I try often to figure out why Janey (and other kids with autism) get so consumed by videos. Other kids like videos, but I don't think most kids completely live in them like Janey or her compadres do. I know a lot of it is predictability. She knows what will be said next---it's not like the real world where people can say or do anything out of the blue. It's also music, for Janey---I think she'd love to live in a world of real life musicals, where people burst into song and dance numbers occasionally. But I also think the movies and videos give her a way to understand emotions, and to prepare for them. There are parts of both movies that scare her. When those parts are about to happen, she usually runs over to me and says "Snuggle on Mama's bed!" I've figured out she doesn't really care if I don't get on the bed and snuggle with her. It's just a way of telling me that she is upset. And it's not, in these cases, truly upset. It's an anticipation of being scared, a very controllable one. She seems to be working on a way to deal with the scared emotions.
I try to use the videos to draw her into our regular world. Yesterday at a thrift store I found a Little Mermaid shirt for her. I showed it to her and she was so excited. She often doesn't notice what she is wearing much, but this morning she asked for the shirt (I hadn't washed it yet, but I'm getting right on that!) Other girls like The Little Mermaid (although she's a little out of date with it), so I am thinking it could be a Halloween costume, or a source of toys. It's something she can share with the larger world.
And, if I might be totally frank, it keeps her happy. It can be near impossible to keep Janey happy all day. She is not interested in toys, most of the time, she will listen to me read to her only about a book a day, she doesn't entertain herself at all, except in odd ways like biting on things. So having her watch a movie is a way to keep her mind from completely being off-line in her own world, and it allows us a few minutes to regroup, do some housework, spend a little time with the boys, while still keeping Janey in view.

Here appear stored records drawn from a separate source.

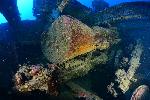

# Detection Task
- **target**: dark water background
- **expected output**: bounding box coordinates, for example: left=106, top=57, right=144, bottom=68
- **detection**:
left=0, top=0, right=150, bottom=100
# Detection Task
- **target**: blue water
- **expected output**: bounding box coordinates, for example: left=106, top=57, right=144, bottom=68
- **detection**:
left=0, top=0, right=150, bottom=24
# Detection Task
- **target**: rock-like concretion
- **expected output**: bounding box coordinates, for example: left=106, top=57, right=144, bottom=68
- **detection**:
left=41, top=16, right=111, bottom=63
left=131, top=85, right=150, bottom=100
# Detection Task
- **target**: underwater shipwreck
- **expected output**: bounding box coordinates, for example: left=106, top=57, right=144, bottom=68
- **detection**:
left=0, top=0, right=150, bottom=100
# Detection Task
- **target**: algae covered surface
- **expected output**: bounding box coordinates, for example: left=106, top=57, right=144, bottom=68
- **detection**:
left=0, top=0, right=150, bottom=100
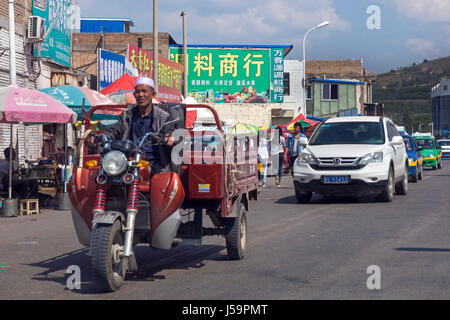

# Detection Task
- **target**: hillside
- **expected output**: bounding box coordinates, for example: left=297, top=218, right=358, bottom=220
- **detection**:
left=373, top=56, right=450, bottom=132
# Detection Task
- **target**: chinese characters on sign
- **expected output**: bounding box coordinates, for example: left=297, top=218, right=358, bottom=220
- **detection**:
left=128, top=45, right=183, bottom=103
left=33, top=0, right=71, bottom=67
left=270, top=49, right=284, bottom=102
left=170, top=47, right=284, bottom=103
left=97, top=49, right=125, bottom=91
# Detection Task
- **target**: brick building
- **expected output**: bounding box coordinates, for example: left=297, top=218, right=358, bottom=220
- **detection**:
left=306, top=59, right=375, bottom=116
left=72, top=32, right=176, bottom=82
left=0, top=0, right=43, bottom=162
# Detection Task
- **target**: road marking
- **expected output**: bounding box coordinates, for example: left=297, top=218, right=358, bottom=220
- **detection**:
left=422, top=168, right=450, bottom=180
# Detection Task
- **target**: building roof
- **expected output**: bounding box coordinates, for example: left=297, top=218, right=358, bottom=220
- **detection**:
left=431, top=79, right=450, bottom=98
left=308, top=78, right=364, bottom=84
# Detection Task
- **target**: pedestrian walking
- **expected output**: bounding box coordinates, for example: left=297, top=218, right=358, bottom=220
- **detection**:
left=284, top=122, right=306, bottom=175
left=258, top=132, right=269, bottom=188
left=271, top=127, right=286, bottom=187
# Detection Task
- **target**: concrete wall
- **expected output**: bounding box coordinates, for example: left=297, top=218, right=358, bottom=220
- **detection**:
left=306, top=60, right=364, bottom=79
left=284, top=60, right=303, bottom=104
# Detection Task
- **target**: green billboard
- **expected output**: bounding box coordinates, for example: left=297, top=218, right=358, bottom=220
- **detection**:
left=170, top=47, right=284, bottom=103
left=33, top=0, right=71, bottom=67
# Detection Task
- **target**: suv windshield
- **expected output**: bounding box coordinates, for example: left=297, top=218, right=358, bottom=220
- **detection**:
left=309, top=122, right=384, bottom=145
left=438, top=140, right=450, bottom=147
left=403, top=137, right=414, bottom=151
left=414, top=139, right=434, bottom=149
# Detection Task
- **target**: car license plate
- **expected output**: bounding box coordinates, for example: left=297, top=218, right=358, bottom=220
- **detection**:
left=323, top=176, right=348, bottom=184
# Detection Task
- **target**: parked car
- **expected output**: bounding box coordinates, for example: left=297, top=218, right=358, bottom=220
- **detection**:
left=400, top=131, right=423, bottom=182
left=294, top=117, right=409, bottom=203
left=437, top=139, right=450, bottom=159
left=413, top=133, right=442, bottom=170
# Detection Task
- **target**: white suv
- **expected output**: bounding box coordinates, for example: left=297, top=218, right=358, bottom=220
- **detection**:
left=293, top=117, right=409, bottom=203
left=436, top=139, right=450, bottom=159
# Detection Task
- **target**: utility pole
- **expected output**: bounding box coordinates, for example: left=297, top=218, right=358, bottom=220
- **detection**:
left=153, top=0, right=159, bottom=96
left=181, top=11, right=188, bottom=99
left=8, top=0, right=17, bottom=199
left=8, top=0, right=17, bottom=86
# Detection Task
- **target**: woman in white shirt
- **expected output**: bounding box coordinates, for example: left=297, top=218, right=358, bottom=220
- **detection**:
left=258, top=131, right=269, bottom=188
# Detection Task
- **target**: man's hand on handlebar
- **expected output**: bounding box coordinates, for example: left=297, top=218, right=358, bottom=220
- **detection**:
left=164, top=133, right=175, bottom=147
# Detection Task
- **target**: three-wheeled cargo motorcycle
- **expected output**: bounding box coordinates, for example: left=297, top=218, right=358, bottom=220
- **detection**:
left=69, top=105, right=258, bottom=291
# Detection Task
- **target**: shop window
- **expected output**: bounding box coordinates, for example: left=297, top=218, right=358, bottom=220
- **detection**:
left=322, top=83, right=338, bottom=100
left=306, top=85, right=313, bottom=100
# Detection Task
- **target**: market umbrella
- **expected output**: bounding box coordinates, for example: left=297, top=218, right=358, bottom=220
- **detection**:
left=40, top=85, right=122, bottom=120
left=259, top=126, right=278, bottom=130
left=0, top=86, right=76, bottom=199
left=229, top=122, right=259, bottom=133
left=0, top=87, right=76, bottom=123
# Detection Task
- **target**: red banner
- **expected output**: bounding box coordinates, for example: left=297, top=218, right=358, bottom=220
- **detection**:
left=127, top=44, right=183, bottom=103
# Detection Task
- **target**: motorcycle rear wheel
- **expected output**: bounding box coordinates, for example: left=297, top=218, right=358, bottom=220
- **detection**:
left=225, top=203, right=247, bottom=260
left=91, top=220, right=128, bottom=292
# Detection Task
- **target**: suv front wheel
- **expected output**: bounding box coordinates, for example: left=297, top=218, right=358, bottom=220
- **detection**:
left=378, top=167, right=395, bottom=202
left=395, top=164, right=409, bottom=196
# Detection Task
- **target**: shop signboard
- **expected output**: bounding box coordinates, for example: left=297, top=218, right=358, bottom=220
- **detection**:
left=170, top=47, right=284, bottom=103
left=127, top=45, right=183, bottom=103
left=33, top=0, right=71, bottom=67
left=97, top=49, right=125, bottom=91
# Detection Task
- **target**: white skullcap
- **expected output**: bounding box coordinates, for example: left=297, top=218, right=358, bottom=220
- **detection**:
left=136, top=77, right=155, bottom=89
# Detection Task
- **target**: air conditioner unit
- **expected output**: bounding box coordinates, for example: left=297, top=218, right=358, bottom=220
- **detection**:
left=28, top=16, right=45, bottom=41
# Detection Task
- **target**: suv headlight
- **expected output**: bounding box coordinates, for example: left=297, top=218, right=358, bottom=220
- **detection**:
left=102, top=151, right=127, bottom=176
left=358, top=152, right=383, bottom=166
left=297, top=152, right=316, bottom=164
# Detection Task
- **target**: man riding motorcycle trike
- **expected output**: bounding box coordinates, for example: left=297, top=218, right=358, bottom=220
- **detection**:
left=69, top=78, right=258, bottom=291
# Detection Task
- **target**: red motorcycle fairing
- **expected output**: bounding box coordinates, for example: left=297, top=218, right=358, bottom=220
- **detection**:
left=68, top=168, right=99, bottom=246
left=150, top=172, right=185, bottom=249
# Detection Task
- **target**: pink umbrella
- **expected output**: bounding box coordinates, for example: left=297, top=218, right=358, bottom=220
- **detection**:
left=0, top=87, right=77, bottom=123
left=0, top=87, right=77, bottom=199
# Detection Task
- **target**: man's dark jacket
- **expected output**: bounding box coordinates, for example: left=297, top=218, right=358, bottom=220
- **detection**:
left=105, top=104, right=173, bottom=140
left=105, top=104, right=179, bottom=171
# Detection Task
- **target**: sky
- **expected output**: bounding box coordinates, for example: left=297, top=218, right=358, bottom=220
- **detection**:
left=72, top=0, right=450, bottom=73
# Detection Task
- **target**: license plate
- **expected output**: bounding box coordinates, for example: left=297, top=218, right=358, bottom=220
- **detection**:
left=323, top=176, right=348, bottom=184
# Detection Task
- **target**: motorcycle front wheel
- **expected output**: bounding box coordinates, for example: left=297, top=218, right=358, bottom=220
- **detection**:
left=91, top=220, right=128, bottom=292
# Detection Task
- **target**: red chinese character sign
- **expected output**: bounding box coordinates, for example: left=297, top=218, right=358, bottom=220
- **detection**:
left=127, top=45, right=183, bottom=103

And although I started motherhood as the kind of parent determined TV would play a very small role in my childrens' lives---there would not be time with all our creative block play, read-aloud marathon sessions, art projects and the like---I have been worn down by Janey. If she is happy, I am happy. I doubt many people could take as much as a day with Janey without reaching the same conclusion.
So, Ariel and the gang of Care Bears---live long and prosper.